By Paula Abbott, Tax Director, Lloyd Piggott

Whatever your opinion on Auto Enrolment, the government is actively getting behind the issue of retirement and is spurring the British public on to do the same — which is proving to be successful going by the governments latest opt-out figures. However, although people are buying into the premise of the scheme, the consequences of failing to plan ahead seem to be getting lost somewhere in the hype, leaving many businesses vulnerable and in need of direction.

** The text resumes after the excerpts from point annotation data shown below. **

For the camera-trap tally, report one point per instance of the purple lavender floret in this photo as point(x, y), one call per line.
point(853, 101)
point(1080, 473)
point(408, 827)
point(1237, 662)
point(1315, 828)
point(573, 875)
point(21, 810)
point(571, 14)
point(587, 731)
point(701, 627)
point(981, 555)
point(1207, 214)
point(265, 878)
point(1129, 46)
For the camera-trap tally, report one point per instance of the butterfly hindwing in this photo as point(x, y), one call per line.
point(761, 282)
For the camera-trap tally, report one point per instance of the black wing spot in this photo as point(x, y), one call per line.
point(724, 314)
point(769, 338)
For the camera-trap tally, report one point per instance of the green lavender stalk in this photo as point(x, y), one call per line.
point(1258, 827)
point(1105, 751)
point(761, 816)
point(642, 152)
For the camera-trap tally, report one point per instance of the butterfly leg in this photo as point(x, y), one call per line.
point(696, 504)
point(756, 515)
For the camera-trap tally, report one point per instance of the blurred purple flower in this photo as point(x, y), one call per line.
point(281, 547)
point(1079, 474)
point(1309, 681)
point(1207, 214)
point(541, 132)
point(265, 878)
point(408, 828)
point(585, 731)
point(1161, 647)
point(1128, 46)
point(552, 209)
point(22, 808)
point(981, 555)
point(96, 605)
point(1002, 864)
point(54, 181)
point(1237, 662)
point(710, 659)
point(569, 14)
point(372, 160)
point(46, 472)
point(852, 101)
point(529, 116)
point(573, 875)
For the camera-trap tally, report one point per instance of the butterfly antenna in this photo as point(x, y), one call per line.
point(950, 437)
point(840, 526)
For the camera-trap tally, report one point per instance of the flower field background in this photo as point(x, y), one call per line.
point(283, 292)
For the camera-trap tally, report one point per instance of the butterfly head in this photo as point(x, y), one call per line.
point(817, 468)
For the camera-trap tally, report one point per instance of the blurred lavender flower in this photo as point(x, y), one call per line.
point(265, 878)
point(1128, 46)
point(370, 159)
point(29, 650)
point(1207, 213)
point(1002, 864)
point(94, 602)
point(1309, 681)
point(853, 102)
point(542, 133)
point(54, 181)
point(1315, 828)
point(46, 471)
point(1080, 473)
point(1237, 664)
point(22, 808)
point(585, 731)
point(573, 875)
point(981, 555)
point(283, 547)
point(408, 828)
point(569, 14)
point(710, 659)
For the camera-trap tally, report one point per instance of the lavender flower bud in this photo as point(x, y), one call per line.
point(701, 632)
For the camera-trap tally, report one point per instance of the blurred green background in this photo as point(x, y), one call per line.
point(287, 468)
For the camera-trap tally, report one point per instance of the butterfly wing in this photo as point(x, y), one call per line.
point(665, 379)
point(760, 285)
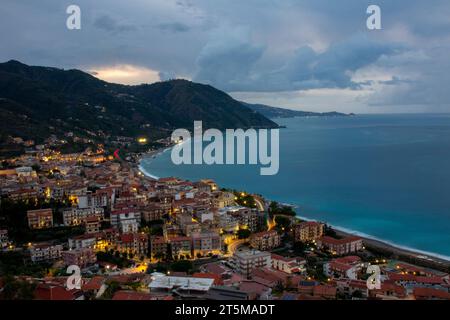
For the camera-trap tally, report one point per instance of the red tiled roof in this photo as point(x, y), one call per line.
point(334, 241)
point(412, 278)
point(132, 295)
point(51, 292)
point(217, 279)
point(94, 284)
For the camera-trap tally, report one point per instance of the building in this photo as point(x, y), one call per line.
point(155, 211)
point(265, 240)
point(308, 231)
point(206, 243)
point(135, 243)
point(226, 293)
point(184, 287)
point(79, 257)
point(245, 261)
point(288, 265)
point(125, 217)
point(341, 246)
point(40, 219)
point(129, 226)
point(222, 199)
point(77, 216)
point(92, 225)
point(180, 246)
point(345, 267)
point(4, 242)
point(45, 252)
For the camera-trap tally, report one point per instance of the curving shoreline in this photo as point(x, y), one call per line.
point(415, 255)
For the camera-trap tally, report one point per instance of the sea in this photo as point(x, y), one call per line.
point(385, 177)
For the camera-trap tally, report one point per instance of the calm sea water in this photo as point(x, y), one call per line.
point(386, 176)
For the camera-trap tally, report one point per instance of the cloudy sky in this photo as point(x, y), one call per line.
point(303, 54)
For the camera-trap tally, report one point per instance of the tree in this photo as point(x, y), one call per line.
point(282, 222)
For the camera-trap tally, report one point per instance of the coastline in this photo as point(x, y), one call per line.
point(412, 255)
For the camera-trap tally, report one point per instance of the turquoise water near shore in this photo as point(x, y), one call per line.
point(382, 176)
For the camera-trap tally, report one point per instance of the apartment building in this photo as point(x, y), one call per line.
point(341, 246)
point(79, 257)
point(76, 216)
point(44, 252)
point(308, 231)
point(246, 261)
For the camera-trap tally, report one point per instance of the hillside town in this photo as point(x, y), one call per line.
point(138, 238)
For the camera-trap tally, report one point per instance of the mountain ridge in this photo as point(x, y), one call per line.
point(272, 112)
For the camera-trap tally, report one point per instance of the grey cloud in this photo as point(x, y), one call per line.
point(230, 66)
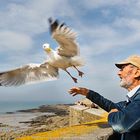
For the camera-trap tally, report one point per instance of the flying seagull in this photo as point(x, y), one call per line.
point(66, 55)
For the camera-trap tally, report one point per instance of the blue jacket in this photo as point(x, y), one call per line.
point(127, 120)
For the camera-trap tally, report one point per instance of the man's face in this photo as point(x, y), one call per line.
point(127, 75)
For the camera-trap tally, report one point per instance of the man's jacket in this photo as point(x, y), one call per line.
point(127, 120)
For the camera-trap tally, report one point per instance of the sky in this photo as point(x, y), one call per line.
point(108, 32)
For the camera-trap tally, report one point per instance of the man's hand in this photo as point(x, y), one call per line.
point(113, 110)
point(78, 90)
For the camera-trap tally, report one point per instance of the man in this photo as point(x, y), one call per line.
point(124, 117)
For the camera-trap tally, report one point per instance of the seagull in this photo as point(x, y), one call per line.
point(64, 56)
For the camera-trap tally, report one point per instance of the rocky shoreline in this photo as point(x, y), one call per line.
point(27, 122)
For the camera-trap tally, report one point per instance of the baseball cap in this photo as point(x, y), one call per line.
point(134, 60)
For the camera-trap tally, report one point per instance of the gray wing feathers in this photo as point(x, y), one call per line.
point(30, 73)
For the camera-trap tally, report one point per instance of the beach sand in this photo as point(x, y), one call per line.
point(27, 122)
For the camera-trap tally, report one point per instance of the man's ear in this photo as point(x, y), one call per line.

Auto Enrolment (AE) is an initiative that will affect all businesses at some point between now and 2017, yet awareness of its implications has been surprisingly low. This, paired with confusing jargon and the threat of potential fines, has left some businesses feeling quite nervous. It’s important that companies that haven’t yet looked for structured guidance on the next steps do so now, as they could be left with a hefty fine and a smaller choice of pension providers. It’s also important for them to know that we believe many of these providers will not necessarily be able to offer them a scheme so the importance of companies contacting a pension provider as soon as possible can’t be stressed enough.

Although Auto Enrolment encourages a move to make us all more efficient savers, it does potentially apply a lot of pressure on companies that may already find their resources stretched. The legal requirement to offer employees pension schemes and the requirements of employers to contribute to the pension is a lot to take on especially for smaller employers. A common misconception amongst business owners is if they don’t have staff members who want to join a pension scheme they do not need to comply, however, action does need to be taken and a scheme needs to be set up and maintained even if all employees opt out.

As the set up task is far more complex than simply activating a pension scheme, companies need to be made aware that they need to assess in-house capabilities to manage this and appreciate that they may not have the software resources available. Therefore, finding an accountant to assist you in the process of completing the payroll and complying with your pension requirements is paramount.

Although The Pensions Regulator is advising businesses to leave at least 12 months for the overall set up of AE, for many it has fallen on the ‘I’ll look at that next month’ pile. Businesses need to ensure their accountancy firms are actively informing them about impending staging dates and the associated penalty costs now, allowing the company enough time to organise setting up a Pension Scheme and laying out clear steps that need to be taken.

Next steps for businesses and their accountants:

– Find out your staging date from the Pensions Regulators website— this will be determined by the number of employees you have in the business. This date is when you will need to be ready for AE
– Speak to a pensions advisor
– Nominate a key company contact, and an accountancy contact
– Develop your initial plans
– Choose your software and check records (many businesses will choose to outsource this to an accountancy firm who might already process their payrolls)
– Choose a pension scheme
– Tell your staff — advise your staff of the impending staging date giving pension scheme details.
– Assess the eligibility of your staff
– On and after your staging date, notify staff members who have automatically been enrolled
– Complete your declaration of compliance (registration)
– Maintain records
– Fulfil ongoing responsibilities (which include assessing staff members each time payroll is run).